4 Tips for Short Filmmakers to get into DC SHORTS FILM FESTIVAL

Jon Gann Festival Director DC SHORTSThis year we are having a big focus on Spanish films,’ begins Jon Gann, Festival Director of the 11th DC Shorts Film Festival. Turns out having a Spanish short film is a good way to get into the largest shorts festival on the US east coast. But of course that isn’t the only type of short film DC Shorts wants to show. To enhance your chances, Gann gave us four pieces of advice for short filmmakers who wants to be a part of the only short film festival in Washington DC.

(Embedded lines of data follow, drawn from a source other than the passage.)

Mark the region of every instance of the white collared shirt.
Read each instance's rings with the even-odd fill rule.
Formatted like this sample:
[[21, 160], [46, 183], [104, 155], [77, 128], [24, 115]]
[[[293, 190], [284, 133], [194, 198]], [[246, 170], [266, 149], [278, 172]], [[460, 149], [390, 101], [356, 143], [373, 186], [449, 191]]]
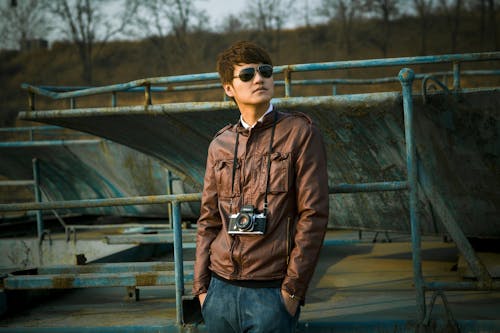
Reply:
[[[272, 104], [269, 104], [269, 108], [267, 109], [266, 112], [264, 112], [264, 114], [262, 115], [262, 117], [259, 118], [259, 120], [257, 120], [257, 123], [261, 123], [262, 120], [264, 119], [264, 116], [266, 114], [268, 114], [269, 112], [273, 111], [273, 105]], [[241, 125], [245, 128], [245, 129], [249, 129], [249, 128], [254, 128], [255, 125], [257, 125], [257, 123], [253, 124], [253, 126], [250, 126], [248, 125], [244, 120], [243, 120], [243, 117], [240, 116], [240, 122], [241, 122]]]

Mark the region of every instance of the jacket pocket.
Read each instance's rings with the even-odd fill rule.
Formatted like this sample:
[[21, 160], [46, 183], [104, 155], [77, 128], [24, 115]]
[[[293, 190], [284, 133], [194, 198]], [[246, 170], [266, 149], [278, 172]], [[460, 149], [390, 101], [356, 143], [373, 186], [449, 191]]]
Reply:
[[[266, 156], [267, 157], [267, 156]], [[262, 182], [261, 191], [266, 191], [267, 185], [267, 158], [262, 163]], [[271, 154], [271, 168], [269, 174], [269, 193], [288, 192], [291, 175], [291, 157], [290, 153], [275, 152]]]
[[234, 197], [240, 192], [239, 165], [236, 165], [233, 184], [233, 160], [219, 160], [215, 164], [215, 179], [220, 197]]

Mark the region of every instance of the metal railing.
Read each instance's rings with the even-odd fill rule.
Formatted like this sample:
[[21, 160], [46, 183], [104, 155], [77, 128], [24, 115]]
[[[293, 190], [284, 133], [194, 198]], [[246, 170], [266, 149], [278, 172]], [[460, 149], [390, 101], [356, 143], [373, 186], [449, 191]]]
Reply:
[[177, 310], [177, 324], [183, 324], [182, 296], [184, 290], [184, 268], [183, 268], [183, 250], [182, 250], [182, 221], [181, 221], [181, 202], [200, 201], [201, 193], [191, 194], [171, 194], [154, 196], [137, 196], [126, 198], [107, 198], [90, 200], [69, 200], [52, 202], [27, 202], [0, 204], [0, 211], [28, 211], [36, 210], [55, 210], [63, 208], [86, 208], [86, 207], [110, 207], [127, 205], [150, 205], [167, 204], [172, 205], [172, 228], [173, 228], [173, 246], [174, 246], [174, 275], [175, 275], [175, 303]]
[[[460, 75], [461, 75], [461, 64], [464, 62], [472, 62], [472, 61], [490, 61], [490, 60], [500, 60], [500, 52], [489, 52], [489, 53], [472, 53], [465, 55], [443, 55], [443, 56], [425, 56], [425, 57], [409, 57], [409, 58], [392, 58], [392, 59], [374, 59], [374, 60], [357, 60], [357, 61], [340, 61], [340, 62], [328, 62], [328, 63], [317, 63], [317, 64], [299, 64], [299, 65], [289, 65], [289, 66], [276, 66], [275, 73], [283, 73], [285, 76], [284, 85], [285, 85], [285, 99], [279, 99], [277, 103], [286, 100], [285, 103], [311, 103], [311, 99], [305, 98], [296, 98], [293, 99], [292, 96], [292, 73], [295, 72], [306, 72], [306, 71], [324, 71], [324, 70], [337, 70], [337, 69], [350, 69], [350, 68], [371, 68], [371, 67], [387, 67], [387, 66], [407, 66], [407, 65], [419, 65], [419, 64], [436, 64], [436, 63], [452, 63], [453, 66], [453, 88], [454, 92], [461, 91], [460, 86]], [[490, 72], [488, 72], [490, 73]], [[493, 73], [498, 74], [498, 71]], [[484, 73], [483, 73], [484, 74]], [[495, 75], [496, 75], [495, 74]], [[407, 190], [409, 193], [409, 219], [411, 224], [411, 242], [412, 242], [412, 261], [413, 261], [413, 273], [414, 273], [414, 282], [415, 282], [415, 290], [416, 290], [416, 302], [417, 302], [417, 319], [419, 323], [425, 323], [428, 319], [428, 315], [430, 312], [427, 312], [426, 309], [426, 300], [425, 300], [425, 292], [436, 291], [434, 296], [442, 295], [443, 290], [498, 290], [500, 289], [500, 282], [493, 281], [491, 275], [488, 273], [484, 264], [479, 260], [476, 256], [472, 246], [469, 241], [465, 237], [463, 231], [456, 224], [453, 219], [449, 219], [445, 221], [444, 225], [451, 238], [457, 244], [459, 250], [464, 254], [464, 257], [471, 267], [471, 270], [476, 275], [478, 281], [477, 282], [426, 282], [424, 280], [424, 276], [422, 273], [422, 258], [421, 258], [421, 234], [420, 234], [420, 223], [418, 219], [418, 206], [417, 206], [417, 161], [416, 161], [416, 145], [415, 145], [415, 135], [414, 135], [414, 122], [413, 122], [413, 92], [412, 86], [414, 83], [416, 76], [413, 70], [408, 68], [403, 68], [397, 77], [398, 81], [402, 86], [402, 100], [403, 100], [403, 113], [404, 113], [404, 137], [405, 137], [405, 155], [406, 155], [406, 171], [407, 171], [407, 179], [403, 181], [392, 181], [392, 182], [380, 182], [380, 183], [368, 183], [368, 184], [338, 184], [330, 189], [330, 193], [353, 193], [353, 192], [365, 192], [365, 191], [394, 191], [394, 190]], [[176, 111], [177, 109], [182, 109], [187, 106], [199, 110], [213, 109], [213, 108], [222, 108], [225, 109], [227, 107], [227, 103], [221, 102], [207, 102], [207, 103], [197, 103], [194, 105], [193, 103], [184, 103], [183, 105], [179, 105], [182, 103], [178, 103], [177, 105], [152, 105], [151, 101], [151, 91], [152, 86], [155, 84], [178, 84], [178, 83], [186, 83], [186, 82], [194, 82], [194, 81], [206, 81], [206, 80], [216, 80], [218, 76], [216, 73], [206, 73], [206, 74], [197, 74], [197, 75], [181, 75], [181, 76], [173, 76], [173, 77], [159, 77], [159, 78], [150, 78], [143, 80], [131, 81], [124, 84], [116, 84], [99, 88], [88, 88], [79, 91], [72, 92], [47, 92], [44, 89], [40, 89], [34, 86], [23, 85], [23, 88], [28, 90], [30, 93], [30, 109], [34, 110], [34, 95], [40, 94], [44, 96], [48, 96], [54, 99], [63, 99], [63, 98], [77, 98], [82, 96], [89, 96], [94, 94], [103, 94], [103, 93], [112, 93], [115, 94], [119, 91], [124, 91], [128, 89], [134, 89], [137, 87], [144, 87], [145, 93], [145, 104], [147, 106], [148, 113], [154, 114], [155, 110], [158, 112], [169, 112]], [[423, 79], [423, 77], [422, 77]], [[392, 80], [392, 79], [391, 79]], [[332, 83], [330, 81], [329, 83]], [[344, 83], [347, 81], [344, 81]], [[323, 84], [324, 82], [316, 82]], [[387, 93], [390, 94], [390, 93]], [[315, 97], [314, 99], [320, 100], [325, 97]], [[366, 100], [369, 100], [369, 96], [366, 97]], [[92, 110], [68, 110], [73, 113], [73, 116], [86, 116], [92, 114], [102, 114], [103, 112], [109, 112], [111, 110], [108, 109], [92, 109]], [[84, 112], [85, 111], [85, 112]], [[143, 112], [144, 107], [120, 107], [115, 108], [112, 112], [116, 112], [117, 114], [131, 114], [134, 112]], [[65, 112], [65, 110], [57, 110], [57, 111], [44, 111], [43, 115], [38, 115], [39, 118], [43, 117], [50, 118], [52, 113]], [[29, 113], [27, 111], [26, 113]], [[197, 194], [199, 196], [199, 194]], [[180, 197], [182, 198], [182, 197]], [[162, 200], [172, 200], [173, 202], [178, 203], [180, 199], [173, 199], [173, 197], [163, 196]], [[109, 203], [116, 204], [118, 202], [125, 204], [127, 201], [120, 201], [120, 199], [107, 199]], [[117, 201], [115, 201], [117, 200]], [[149, 200], [149, 199], [148, 199]], [[105, 201], [103, 201], [105, 202]], [[138, 204], [138, 202], [134, 201], [134, 203]], [[151, 203], [151, 202], [148, 202]], [[101, 204], [100, 202], [89, 202], [89, 204]], [[18, 204], [14, 205], [0, 205], [0, 211], [8, 210], [8, 209], [48, 209], [48, 207], [56, 208], [56, 207], [76, 207], [75, 202], [67, 202], [67, 203], [38, 203], [32, 205], [26, 204]], [[178, 221], [179, 207], [177, 204], [174, 204], [174, 221]], [[178, 236], [180, 236], [180, 225], [177, 222], [174, 223], [174, 231], [175, 228], [178, 229]], [[178, 238], [174, 238], [174, 242], [179, 243]], [[182, 242], [182, 240], [180, 240]], [[175, 244], [175, 243], [174, 243]], [[177, 254], [175, 255], [176, 265], [177, 260], [180, 260], [182, 263], [182, 248], [179, 250], [178, 245], [174, 245], [177, 248]], [[177, 266], [176, 266], [177, 267]], [[182, 270], [178, 271], [179, 274], [182, 274]], [[176, 273], [177, 274], [177, 273]], [[182, 295], [176, 294], [177, 297]], [[433, 303], [432, 303], [433, 304]], [[432, 307], [431, 304], [431, 307]], [[179, 313], [177, 315], [178, 323], [181, 323], [180, 318], [182, 318], [182, 308], [178, 308], [178, 311], [181, 312], [179, 317]], [[432, 311], [432, 309], [431, 309]]]
[[[332, 94], [337, 94], [337, 85], [359, 85], [359, 84], [380, 84], [398, 82], [395, 76], [374, 79], [351, 79], [351, 78], [333, 78], [319, 80], [293, 80], [293, 73], [313, 72], [313, 71], [333, 71], [344, 69], [367, 69], [391, 66], [408, 66], [408, 65], [424, 65], [424, 64], [443, 64], [452, 63], [451, 71], [438, 71], [428, 74], [414, 74], [413, 79], [423, 80], [427, 75], [433, 76], [452, 76], [452, 89], [459, 91], [461, 89], [460, 79], [463, 75], [500, 75], [499, 70], [461, 70], [461, 64], [467, 62], [499, 60], [500, 52], [485, 52], [485, 53], [469, 53], [469, 54], [449, 54], [436, 56], [420, 56], [420, 57], [402, 57], [402, 58], [384, 58], [371, 60], [351, 60], [351, 61], [336, 61], [311, 64], [295, 64], [275, 66], [275, 74], [283, 74], [284, 80], [277, 80], [275, 83], [278, 86], [285, 87], [285, 97], [292, 96], [292, 87], [294, 85], [332, 85]], [[117, 106], [118, 92], [143, 92], [144, 104], [152, 105], [153, 92], [179, 92], [192, 90], [207, 90], [220, 88], [220, 83], [205, 83], [192, 84], [194, 82], [215, 81], [219, 80], [217, 73], [189, 74], [177, 76], [153, 77], [140, 80], [134, 80], [127, 83], [113, 84], [103, 87], [55, 87], [55, 86], [34, 86], [27, 83], [21, 84], [21, 88], [29, 93], [29, 108], [35, 110], [35, 96], [45, 96], [54, 100], [69, 99], [71, 108], [75, 108], [76, 98], [111, 93], [111, 107]], [[190, 85], [179, 85], [190, 83]], [[158, 86], [166, 85], [166, 86]], [[77, 89], [77, 90], [75, 90]], [[71, 90], [71, 91], [69, 91]]]

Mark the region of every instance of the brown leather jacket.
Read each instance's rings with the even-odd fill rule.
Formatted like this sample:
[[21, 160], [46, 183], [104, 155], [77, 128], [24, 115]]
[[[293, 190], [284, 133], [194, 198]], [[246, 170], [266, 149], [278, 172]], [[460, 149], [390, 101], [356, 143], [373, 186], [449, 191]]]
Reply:
[[309, 117], [277, 114], [264, 235], [227, 232], [229, 215], [243, 205], [263, 210], [275, 112], [251, 130], [228, 125], [210, 144], [196, 238], [194, 295], [207, 291], [214, 272], [228, 280], [282, 280], [282, 289], [304, 301], [323, 243], [329, 202], [323, 140]]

Latest Deadline • 20 April 2014

1. Hurry up!

At the current rate of submissions, we’re expecting to max out before the final deadline, so we are trying to get filmmakers to enter early. We are one of the only festivals who give feedback to everyone who applies. In order to give that feedback we have to limit the number of submissions we take, so once we reach 1500 we can’t take any more. When we send out a rejection letter we send a link to our website where the filmmaker can read the comments and the scores left by the screening committee. This gives them an idea of why we may or may not have programmed their film. I’m a filmmaker so to me that was really important. We give everyone feedback. That alone is worth the entry fee. $25-$30 is not a lot to pay to get all that information back.

2. Keep it short

We take anything from 1 minute to 20 minutes. The truth is the longer the film, the harder it is to program. We take all genres, although honestly we’re not really big on horror movies. Suspense movies, yes. Slasher movies, no. Our audience doesn’t like them and they are hard to program. For us it’s all about story. I don’t care about the special effect, I care about a really good story, really good acting and a compelling reason why an audience would want to see that film.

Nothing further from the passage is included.